Lying, cheating and stealing were commonplace in the Atlanta Public Schools, according to an 800-page report – but the culprits weren’t children.

 The report says 178 teachers, principals and administrators over a decade erased wrong answers on students’ state benchmark tests – used to determine whether teachers and schools are doing a good job in teaching core subjects such as reading, science and math.

 Furthermore, they lied to cover up the widespread cheating. And they accepted bonuses and incentive payments for their “good job” – accepting money to which they were not entitled.

“Many of those cases could lead to criminal prosecutions,” Georgia Governor Nathan Deal told reporters Wednesday.

Eighty-two of the teachers flat-out confessed. The report said the cheating came to light when the state noticed an alarming number of erasure marks on the answer sheets.

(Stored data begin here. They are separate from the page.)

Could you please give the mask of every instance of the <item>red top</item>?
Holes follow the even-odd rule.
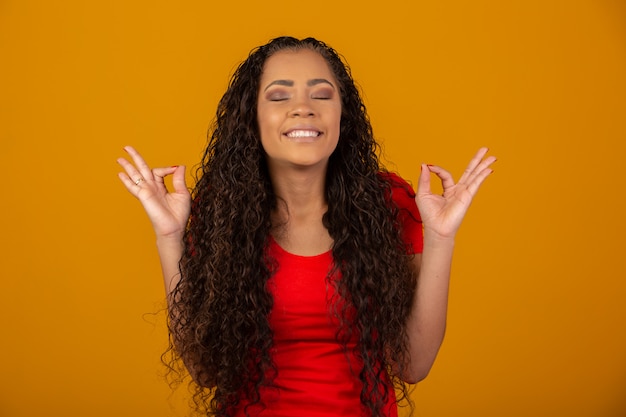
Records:
[[[400,208],[404,240],[412,253],[419,253],[422,225],[413,190],[395,174],[389,177],[394,183],[392,198]],[[271,417],[360,415],[362,384],[358,360],[352,354],[356,339],[350,342],[346,354],[337,342],[336,320],[329,313],[329,300],[334,295],[326,279],[333,264],[331,251],[299,256],[270,239],[269,252],[278,265],[269,281],[274,297],[269,318],[274,331],[271,353],[278,373],[273,387],[261,388],[265,408],[254,406],[248,412],[251,416]],[[396,417],[391,384],[388,390],[386,415]],[[243,410],[237,415],[243,416]]]

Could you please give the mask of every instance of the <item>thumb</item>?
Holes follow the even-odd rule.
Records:
[[[185,180],[185,166],[179,165],[176,167],[174,174],[172,175],[172,185],[174,191],[179,194],[189,194],[187,189],[187,182]]]
[[[417,182],[417,196],[430,194],[430,169],[428,165],[422,164],[420,177]]]

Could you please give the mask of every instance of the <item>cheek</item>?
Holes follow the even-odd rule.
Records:
[[[257,109],[257,124],[260,131],[277,130],[280,127],[280,115],[277,111],[269,111],[263,106]]]
[[[275,146],[274,143],[276,142],[276,132],[280,129],[273,120],[271,113],[264,111],[262,108],[257,110],[257,128],[261,147],[265,153],[268,153],[268,151],[271,153],[271,148]]]
[[[337,119],[337,126],[339,126],[341,124],[341,120],[343,119],[343,107],[341,105],[335,109],[335,117]]]
[[[335,129],[337,130],[337,135],[341,136],[341,132],[343,130],[343,113],[341,111],[341,109],[339,109],[339,111],[337,112],[337,115],[335,117]]]
[[[257,126],[259,129],[261,141],[263,141],[270,134],[272,126],[271,119],[268,117],[266,112],[261,109],[259,109],[257,114]]]

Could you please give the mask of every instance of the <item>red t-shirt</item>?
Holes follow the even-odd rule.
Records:
[[[413,253],[422,251],[422,224],[411,187],[395,174],[392,199],[400,209],[403,237]],[[278,269],[269,281],[274,307],[269,322],[274,331],[271,354],[278,373],[272,387],[261,388],[265,408],[248,408],[251,416],[330,417],[362,413],[358,360],[337,342],[337,323],[329,313],[334,288],[327,281],[333,259],[330,251],[299,256],[285,251],[274,239],[269,252]],[[385,413],[398,415],[395,393],[387,384]],[[237,415],[243,416],[243,410]]]

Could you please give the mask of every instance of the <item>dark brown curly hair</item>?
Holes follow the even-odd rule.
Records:
[[[408,359],[406,318],[415,273],[401,238],[391,185],[350,69],[328,45],[313,38],[280,37],[253,50],[232,76],[219,102],[197,172],[180,261],[181,279],[170,296],[170,369],[182,363],[193,377],[197,411],[228,416],[245,399],[261,403],[271,385],[272,296],[267,282],[276,268],[268,255],[276,196],[257,124],[263,66],[282,50],[318,52],[332,70],[341,96],[337,148],[326,176],[328,210],[323,224],[334,243],[334,276],[340,300],[332,314],[345,349],[357,337],[362,360],[361,403],[381,416],[391,383],[406,397],[401,375]],[[407,191],[410,192],[410,191]],[[394,371],[391,371],[391,370]]]

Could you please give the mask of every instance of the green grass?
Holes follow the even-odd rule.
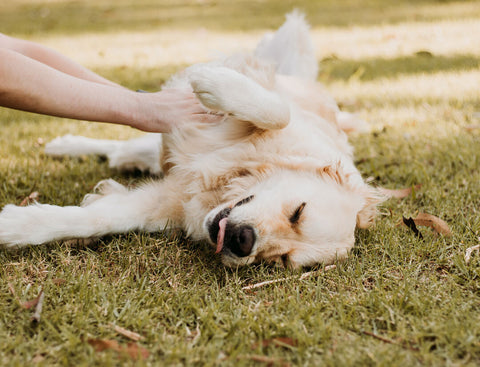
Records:
[[[370,0],[361,8],[358,3],[298,4],[309,10],[316,32],[328,25],[324,32],[332,37],[354,35],[360,27],[374,39],[378,27],[407,34],[417,22],[422,27],[425,21],[452,20],[465,20],[468,35],[472,19],[474,24],[480,19],[478,2]],[[0,31],[54,41],[65,33],[73,39],[89,32],[113,37],[116,30],[156,32],[167,26],[248,32],[278,26],[291,6],[289,1],[15,0],[0,5]],[[42,13],[45,8],[49,11]],[[480,243],[480,129],[468,128],[480,123],[474,117],[480,110],[480,53],[467,47],[440,53],[428,46],[419,43],[416,51],[430,54],[391,57],[382,56],[381,45],[358,57],[328,51],[319,61],[320,80],[346,109],[372,123],[370,133],[351,139],[363,175],[389,188],[422,184],[414,196],[386,202],[373,229],[357,231],[346,262],[302,281],[297,272],[265,265],[226,269],[207,244],[175,233],[0,251],[0,365],[478,365],[480,255],[473,253],[469,264],[464,255]],[[154,90],[183,66],[106,62],[96,70],[130,88]],[[32,191],[42,202],[75,205],[104,178],[132,184],[143,179],[112,171],[95,157],[59,160],[43,154],[42,141],[57,135],[139,134],[131,129],[6,109],[0,121],[0,206],[18,204]],[[421,228],[420,240],[398,226],[402,216],[417,212],[441,217],[453,236]],[[42,318],[34,324],[33,310],[22,303],[41,289]],[[112,339],[127,345],[113,325],[141,334],[139,345],[150,356],[133,361],[114,351],[96,352],[87,343]],[[276,338],[289,342],[263,343]]]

Teachers and principals were erasing the wrong answers and filling in the right ones, the report said. At one school, the faculty even held weekend pizza parties to correct answers before turning them in. Over the course of a single year, scores at that school jumped 45 percent.

“We were told to get these scores by any means necessary,” said Sidnye Fells, a fourth grade teacher. “We were told our jobs were on the line.”

She told ABC News that teachers who refused to cheat were punished and pushed out. She was forced to leave the school in 2008. The school district said it is now firing all teachers and administrators implicated in the report.